Sample preparation and propofol assay
Unbound propofol was isolated by ultrafiltration on Amicon MPS (Millipore, Bedford, MA, USA) units, utilizing the YM-10 membranes (product no. 40424; Millipore) of 10 kDa molecular mass cut-off. The ultrafiltration units were centrifuged in a constant rotor angle centrifuge MPW-341 (Mechanika Precyzyjna, Warsaw, Poland). One millilitre of each CSF or plasma sample was put into a sample compartment of the ultrafiltration unit. After the attachment of an ultrafiltrate collection container, the unit was centrifuged at 804 g until 400 µl of ultrafiltrate were obtained.
Propofol was assayed by high-performance liquid chromatography (HPLC) with fluorescence detection, according to previously published methods [13–16]. Briefly, to each sample of plasma (1 ml), CSF (400 µl), CSF ultrafiltrate (400 µl) or plasma ultrafiltrate (400 µl), thymol, dihydrogen sodium phosphate (1 ml of 0.1 m NaH2PO4), and cyclohexane (5 ml for plasma and 3 ml for CSF and both ultrafiltrates) were added. The mixtures were vigorously shaken for 10 min at 200 oscillations per minute. After centrifugation (1157 g for 5 min), an aliquot of the cyclohexane layer (4 ml or 2 ml, respectively) was transferred to a clean tube containing TMAH solution (20 µl or 10 µl, respectively). The solvent was evaporated to dryness in a stream of nitrogen. The residue was reconstituted in mobile phase and injected onto the chromatographic column. The lower limit of propofol detection in plasma was 43 ng ml−1 with coefficient of variation (n = 3) of 2.8% at 150 ng ml−1, 2.3% at 750 ng ml−1 and 0.9% at 1500 ng ml−1. The lower limit of propofol detection in CSF and ultrafiltrates of plasma and CSF was 1.1 ng ml−1 with coefficient of variation (n = 3) of 11.1% at 5 ng ml−1, 12.1% at 20 ng ml−1 and 9.8% at 40 ng ml−1.
Statistical analysis
The data are expressed as mean value with 95% confidence interval (CI), standard deviation (SD) and standard error mean (SEM) where applicable.
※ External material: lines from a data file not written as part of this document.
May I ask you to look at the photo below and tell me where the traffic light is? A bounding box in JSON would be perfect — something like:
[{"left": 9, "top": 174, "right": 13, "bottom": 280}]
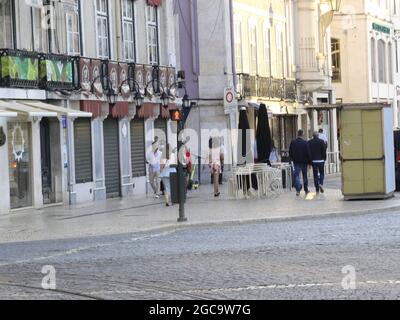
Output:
[{"left": 169, "top": 110, "right": 183, "bottom": 122}]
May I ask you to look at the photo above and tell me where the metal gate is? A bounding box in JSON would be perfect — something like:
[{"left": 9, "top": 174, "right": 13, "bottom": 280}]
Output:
[
  {"left": 131, "top": 119, "right": 146, "bottom": 178},
  {"left": 103, "top": 117, "right": 121, "bottom": 198},
  {"left": 154, "top": 118, "right": 168, "bottom": 146},
  {"left": 40, "top": 118, "right": 52, "bottom": 204}
]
Statistical analysis was performed using Student's t-test for dependent samples. Differences were considered significant at P < 0.05.
Results
In patient group I (Figure 1) the mean value for total plasma propofol concentration was 6113 (CI 4971, 7255; SD 2221; SEM 539) ng ml−1; that for free propofol concentration in plasma was 63 (CI 42, 84; SD 40; SEM 9.8) ng ml−1, and that for total propofol concentration in CSF was 96 (CI 76, 116; SD 39; SEM 9.5) ng ml−1. The total propofol concentration in CSF was significantly higher than that of its unbound form in plasma (P < 0.05). The proportion of propofol present in plasma in the free form was 1.06%. The mean ratio of total propofol concentration in CSF to total plasma propofol concentration was 1.80%. The mean ratio of total propofol concentration in CSF to the free drug concentration in plasma was 2.05 (CI 1.405, 2.70; SD 1.26; SEM 0.31).
Figure 1.
Propofol concentrations in plasma and CSF (± SEM) in patients from group I (n = 17). Total propofol concentration in plasma (♦); free propofol concentration in plasma (○); and total propofol concentration in CSF (▿).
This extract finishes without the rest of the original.